Our mythologies are full, even today, of flood legends,
ranging from Atlantis to Gilgamesh to Noah, our cinemas are full of asteroids,
alien invasions, volcanoes, ships sinking and monsters arising from the deep,
so we are suckers for a disaster story. At a time when religious leaders mainly
denied that fossils were traces of ancient life, and kept pushing the Biblical ‘truth’
of a 6000-year-old planet, Jefferson (1743–1826) analysed the science, and
proved that Noah’s flood could never have happened.
Notes on Virginia
also reveals his lively interest in fossils, making him an early starter, but he
was not the first to realise what fossils were. This was at a time when
ordinary people (and even experts like Buckland) still assumed that species
were fixed and established forever. Extinct species were generally explained as
the losers from Noah’s flood, but around the world, as more and more samples
were taken, dissected, drawn and described, the idea that species might change
was bound to come up in more and more minds.

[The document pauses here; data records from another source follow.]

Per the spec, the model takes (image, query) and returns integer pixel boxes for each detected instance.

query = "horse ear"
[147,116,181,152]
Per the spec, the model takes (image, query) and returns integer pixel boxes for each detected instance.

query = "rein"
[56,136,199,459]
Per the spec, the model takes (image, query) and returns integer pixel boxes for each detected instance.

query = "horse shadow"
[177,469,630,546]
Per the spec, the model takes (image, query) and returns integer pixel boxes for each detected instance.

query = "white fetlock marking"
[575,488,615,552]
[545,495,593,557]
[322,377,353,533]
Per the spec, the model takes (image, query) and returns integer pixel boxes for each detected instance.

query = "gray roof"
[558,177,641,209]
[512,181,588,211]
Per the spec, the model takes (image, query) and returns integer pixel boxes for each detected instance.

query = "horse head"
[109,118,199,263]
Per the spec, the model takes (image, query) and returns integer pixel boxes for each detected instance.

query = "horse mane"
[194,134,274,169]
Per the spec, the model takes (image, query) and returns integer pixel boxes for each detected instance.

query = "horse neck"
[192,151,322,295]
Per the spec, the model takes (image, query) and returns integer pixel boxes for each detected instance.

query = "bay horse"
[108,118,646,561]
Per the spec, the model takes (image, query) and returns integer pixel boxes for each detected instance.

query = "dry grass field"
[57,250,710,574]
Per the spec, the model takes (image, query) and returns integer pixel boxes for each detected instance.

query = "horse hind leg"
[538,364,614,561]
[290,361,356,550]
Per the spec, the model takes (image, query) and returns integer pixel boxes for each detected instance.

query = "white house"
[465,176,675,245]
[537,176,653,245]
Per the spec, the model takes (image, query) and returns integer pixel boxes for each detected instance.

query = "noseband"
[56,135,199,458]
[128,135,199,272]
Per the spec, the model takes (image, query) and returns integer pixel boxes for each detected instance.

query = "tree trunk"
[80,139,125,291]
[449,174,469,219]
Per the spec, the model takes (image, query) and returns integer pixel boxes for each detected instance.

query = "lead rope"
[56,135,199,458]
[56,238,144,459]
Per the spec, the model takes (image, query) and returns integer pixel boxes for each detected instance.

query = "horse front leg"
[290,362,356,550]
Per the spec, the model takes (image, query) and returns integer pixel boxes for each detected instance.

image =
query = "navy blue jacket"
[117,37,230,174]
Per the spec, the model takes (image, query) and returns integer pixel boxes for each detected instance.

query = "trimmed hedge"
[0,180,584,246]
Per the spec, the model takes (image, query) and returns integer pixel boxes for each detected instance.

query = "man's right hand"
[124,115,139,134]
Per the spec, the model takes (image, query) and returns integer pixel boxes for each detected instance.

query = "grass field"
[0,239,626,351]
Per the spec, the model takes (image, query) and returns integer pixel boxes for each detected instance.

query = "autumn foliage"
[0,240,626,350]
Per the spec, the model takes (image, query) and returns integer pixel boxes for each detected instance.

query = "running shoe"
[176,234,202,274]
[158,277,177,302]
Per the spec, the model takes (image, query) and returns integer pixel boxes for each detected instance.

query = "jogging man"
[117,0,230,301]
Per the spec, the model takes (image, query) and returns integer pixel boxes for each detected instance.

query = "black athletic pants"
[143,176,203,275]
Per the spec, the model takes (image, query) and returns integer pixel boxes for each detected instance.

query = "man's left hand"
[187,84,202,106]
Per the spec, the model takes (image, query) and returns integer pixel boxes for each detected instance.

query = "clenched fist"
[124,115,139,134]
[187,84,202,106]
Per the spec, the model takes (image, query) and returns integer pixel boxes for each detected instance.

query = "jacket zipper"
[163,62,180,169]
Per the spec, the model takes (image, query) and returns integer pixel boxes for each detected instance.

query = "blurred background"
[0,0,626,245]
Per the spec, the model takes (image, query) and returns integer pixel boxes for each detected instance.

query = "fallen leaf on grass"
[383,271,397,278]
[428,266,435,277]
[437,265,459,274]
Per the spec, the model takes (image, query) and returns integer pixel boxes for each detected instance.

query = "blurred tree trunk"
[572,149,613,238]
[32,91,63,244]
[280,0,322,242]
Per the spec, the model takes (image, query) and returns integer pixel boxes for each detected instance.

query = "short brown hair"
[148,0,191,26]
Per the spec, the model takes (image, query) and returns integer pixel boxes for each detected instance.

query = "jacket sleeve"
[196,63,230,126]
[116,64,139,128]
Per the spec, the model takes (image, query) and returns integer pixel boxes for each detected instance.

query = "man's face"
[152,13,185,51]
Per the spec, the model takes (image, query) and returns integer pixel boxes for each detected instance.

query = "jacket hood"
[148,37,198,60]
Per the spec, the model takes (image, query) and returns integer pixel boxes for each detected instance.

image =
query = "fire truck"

Still, there may have been real floods, of a sort,
happening around the eastern end of the Mediterranean Sea. In 1997,
oceanographers William Ryan and Walter Pitman suggested that rising sea levels
in the Mediterranean around 7500 years ago may have broken through the Bosphorus
strait to plunge down into a freshwater lake, lying at a much lower level,
producing an apocalyptic flood that may well have inspired legends such as the
floods of Noah and Gilgamesh.
Later dredging of the Black Sea seemed to confirm that
suggestion when an ancient beach was dredged at a depth of 170 metres (550
feet) and analysis revealed freshwater molluscs dated to 7500 years ago and
saltwater species, dated to 6900 years ago.
On the other hand, there used to be people who said the planet is even younger than either of those dates.